The IRS offers a tax debt forgiveness program called the Offer in Compromise (OIC) program. The OIC program is designed to help taxpayers who cannot pay their taxes and need a fresh start. To qualify for the OIC program, you must meet certain criteria and complete and submit an Offer in Compromise application and pay a non-refundable application fee. If approved for the OIR program, you will agree to make lump sum or monthly payments until your taxes are paid off at which point the remaining debt will be forgiven by the IRS.
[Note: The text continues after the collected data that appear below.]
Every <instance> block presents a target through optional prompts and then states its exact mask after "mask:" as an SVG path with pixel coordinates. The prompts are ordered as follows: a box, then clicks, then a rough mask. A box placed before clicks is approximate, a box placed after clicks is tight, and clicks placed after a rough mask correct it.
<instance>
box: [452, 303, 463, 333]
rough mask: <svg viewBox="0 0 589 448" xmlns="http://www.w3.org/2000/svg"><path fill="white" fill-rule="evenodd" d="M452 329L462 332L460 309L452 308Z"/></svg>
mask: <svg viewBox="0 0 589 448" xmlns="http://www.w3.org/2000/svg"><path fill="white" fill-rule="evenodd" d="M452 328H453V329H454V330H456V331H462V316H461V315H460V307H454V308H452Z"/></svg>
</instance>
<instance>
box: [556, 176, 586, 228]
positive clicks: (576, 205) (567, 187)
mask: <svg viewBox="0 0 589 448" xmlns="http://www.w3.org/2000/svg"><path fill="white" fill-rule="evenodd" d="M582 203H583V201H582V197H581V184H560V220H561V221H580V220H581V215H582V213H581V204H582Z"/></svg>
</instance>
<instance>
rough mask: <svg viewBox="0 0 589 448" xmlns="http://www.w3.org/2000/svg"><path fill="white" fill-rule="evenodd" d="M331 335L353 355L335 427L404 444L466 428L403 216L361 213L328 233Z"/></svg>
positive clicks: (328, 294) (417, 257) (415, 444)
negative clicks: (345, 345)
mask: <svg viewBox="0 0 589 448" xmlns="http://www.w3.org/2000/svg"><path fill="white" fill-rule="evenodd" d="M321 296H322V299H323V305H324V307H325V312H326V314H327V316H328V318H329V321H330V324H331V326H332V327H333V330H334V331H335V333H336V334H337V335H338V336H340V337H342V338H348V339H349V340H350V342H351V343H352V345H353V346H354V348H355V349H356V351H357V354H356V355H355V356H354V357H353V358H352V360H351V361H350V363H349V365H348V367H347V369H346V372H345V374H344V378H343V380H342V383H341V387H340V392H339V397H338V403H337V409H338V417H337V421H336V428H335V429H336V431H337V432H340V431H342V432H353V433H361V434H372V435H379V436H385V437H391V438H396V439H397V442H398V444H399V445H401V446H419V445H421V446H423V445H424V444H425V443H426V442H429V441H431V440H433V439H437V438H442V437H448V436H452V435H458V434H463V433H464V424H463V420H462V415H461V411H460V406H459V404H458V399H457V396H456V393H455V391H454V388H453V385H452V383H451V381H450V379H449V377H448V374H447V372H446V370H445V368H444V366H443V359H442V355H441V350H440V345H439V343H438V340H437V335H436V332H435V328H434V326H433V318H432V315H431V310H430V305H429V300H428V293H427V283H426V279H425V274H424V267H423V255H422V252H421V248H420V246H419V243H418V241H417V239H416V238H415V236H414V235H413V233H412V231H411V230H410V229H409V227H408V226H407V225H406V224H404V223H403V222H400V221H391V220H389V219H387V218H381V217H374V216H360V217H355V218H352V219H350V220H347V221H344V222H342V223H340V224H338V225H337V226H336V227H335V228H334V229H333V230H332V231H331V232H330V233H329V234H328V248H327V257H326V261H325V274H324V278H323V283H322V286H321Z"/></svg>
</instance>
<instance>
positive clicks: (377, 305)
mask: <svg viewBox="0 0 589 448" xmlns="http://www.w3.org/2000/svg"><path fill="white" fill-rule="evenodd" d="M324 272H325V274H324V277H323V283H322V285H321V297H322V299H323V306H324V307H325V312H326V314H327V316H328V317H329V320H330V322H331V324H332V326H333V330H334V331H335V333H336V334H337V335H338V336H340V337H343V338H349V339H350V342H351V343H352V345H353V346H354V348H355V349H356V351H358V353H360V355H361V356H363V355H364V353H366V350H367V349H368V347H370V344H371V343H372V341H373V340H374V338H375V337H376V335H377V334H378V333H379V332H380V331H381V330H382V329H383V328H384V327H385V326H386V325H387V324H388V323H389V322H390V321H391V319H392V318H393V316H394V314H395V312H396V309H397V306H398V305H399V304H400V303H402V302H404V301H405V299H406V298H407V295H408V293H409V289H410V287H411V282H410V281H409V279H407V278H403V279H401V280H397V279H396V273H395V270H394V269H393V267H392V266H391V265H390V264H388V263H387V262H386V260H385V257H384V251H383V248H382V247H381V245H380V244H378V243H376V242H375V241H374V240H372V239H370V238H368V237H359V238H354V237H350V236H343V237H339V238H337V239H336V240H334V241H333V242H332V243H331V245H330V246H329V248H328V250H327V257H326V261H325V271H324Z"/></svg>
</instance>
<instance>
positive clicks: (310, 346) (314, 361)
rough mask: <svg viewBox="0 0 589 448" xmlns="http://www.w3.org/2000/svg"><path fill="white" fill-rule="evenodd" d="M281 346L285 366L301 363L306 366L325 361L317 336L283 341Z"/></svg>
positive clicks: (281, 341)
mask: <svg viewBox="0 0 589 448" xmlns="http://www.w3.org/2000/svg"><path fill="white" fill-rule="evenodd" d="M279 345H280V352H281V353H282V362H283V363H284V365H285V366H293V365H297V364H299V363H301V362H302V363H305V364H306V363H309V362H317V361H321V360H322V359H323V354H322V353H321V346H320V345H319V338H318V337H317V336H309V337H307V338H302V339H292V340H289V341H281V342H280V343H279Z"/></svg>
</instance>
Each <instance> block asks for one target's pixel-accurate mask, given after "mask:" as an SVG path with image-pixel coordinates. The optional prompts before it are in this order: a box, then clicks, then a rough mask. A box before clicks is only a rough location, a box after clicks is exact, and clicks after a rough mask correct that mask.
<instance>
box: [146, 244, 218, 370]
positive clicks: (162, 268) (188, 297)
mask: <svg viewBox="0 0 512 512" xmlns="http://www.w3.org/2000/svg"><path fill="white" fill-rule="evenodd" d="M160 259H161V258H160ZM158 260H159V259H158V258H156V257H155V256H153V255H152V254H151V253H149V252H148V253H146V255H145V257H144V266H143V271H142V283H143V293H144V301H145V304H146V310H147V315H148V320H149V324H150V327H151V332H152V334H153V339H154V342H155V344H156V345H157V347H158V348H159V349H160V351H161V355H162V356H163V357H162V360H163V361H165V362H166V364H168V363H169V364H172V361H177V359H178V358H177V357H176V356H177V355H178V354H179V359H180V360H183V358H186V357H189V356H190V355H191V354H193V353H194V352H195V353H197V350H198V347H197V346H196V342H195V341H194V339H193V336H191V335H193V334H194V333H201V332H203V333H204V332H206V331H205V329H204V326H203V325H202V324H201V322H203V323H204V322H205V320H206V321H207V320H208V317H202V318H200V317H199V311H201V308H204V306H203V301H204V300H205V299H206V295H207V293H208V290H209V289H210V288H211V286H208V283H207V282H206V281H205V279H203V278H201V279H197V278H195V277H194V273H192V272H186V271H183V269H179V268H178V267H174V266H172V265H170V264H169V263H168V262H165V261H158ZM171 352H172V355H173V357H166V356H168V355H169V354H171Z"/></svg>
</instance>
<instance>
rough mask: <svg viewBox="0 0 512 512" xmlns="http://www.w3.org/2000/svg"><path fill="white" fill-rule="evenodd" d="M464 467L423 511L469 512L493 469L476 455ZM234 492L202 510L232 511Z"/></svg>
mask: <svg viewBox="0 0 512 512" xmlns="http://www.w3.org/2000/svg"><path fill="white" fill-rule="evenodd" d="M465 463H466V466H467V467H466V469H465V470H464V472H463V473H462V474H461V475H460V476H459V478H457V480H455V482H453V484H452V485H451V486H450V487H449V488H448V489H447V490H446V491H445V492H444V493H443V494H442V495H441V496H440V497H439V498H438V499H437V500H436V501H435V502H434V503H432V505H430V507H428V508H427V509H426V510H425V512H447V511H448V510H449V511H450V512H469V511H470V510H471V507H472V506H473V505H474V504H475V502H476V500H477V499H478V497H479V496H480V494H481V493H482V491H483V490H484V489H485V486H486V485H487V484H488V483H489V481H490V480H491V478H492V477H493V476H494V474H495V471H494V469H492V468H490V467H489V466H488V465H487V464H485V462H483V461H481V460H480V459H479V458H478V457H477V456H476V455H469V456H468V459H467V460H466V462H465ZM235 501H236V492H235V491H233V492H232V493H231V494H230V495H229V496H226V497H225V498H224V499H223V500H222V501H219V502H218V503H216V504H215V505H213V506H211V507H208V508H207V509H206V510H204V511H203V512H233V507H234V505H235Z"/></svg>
IRS Collection Actions: What You Need to Know

Blog Introduction: The Internal Revenue Service (IRS) is responsible for collecting taxes owed to the federal government. If you fail to pay your taxes, the IRS may take action to collect the money you owe, including filing a federal tax lien or levy. But can the IRS go after your family? Keep reading to find out.

IRS Tax Liens


A tax lien is a legal claim the IRS can file against your property if you fail to pay your taxes. A lien gives the IRS a legal right to your property, which means the IRS can seize and sell your assets to satisfy the debt you owe. Tax liens are filed with your county recorder or clerk and are generally public records, which means they can negatively impact your credit score. 

IRS Levies 


An IRS levy allows the agency to seize and sell your property in order to satisfy an outstanding tax debt. The most common type of levy is wage garnishment, which allows the IRS to take a portion of your paycheck each pay period until the debt is paid in full. The IRS can also place levies on other types of income, such as Social Security benefits or pension payments. In some cases, the IRS may even seize and sell property, such as real estate or vehicles. 

Can the IRS Go After My Family? 


In short, no. The IRS cannot Dip into joint accounts, IRAs, or 401(k)s held by you and your spouse. And, generally speaking, the agency will not Garnish wages or seize assets from family members who are not personally liable for the tax debt. However, there are a few exceptions to this rule. For example, if a family member owns property that was used for tax avoidance purposes—such as hiding income or underreporting income—the asset may be subject to seizure. 

if you owe back taxes, the IRS may take actions to collect the money you owe—including filing a lien or levy against your property. However, generally speaking, the agency will not go after your family members in an attempt to collect a debt that they are not personally liable. If you have any questions about what actions the IRS can and cannot take in regard to the collection, we recommend speaking with a tax attorney or enrolled agent who can advise you based on your specific circumstances.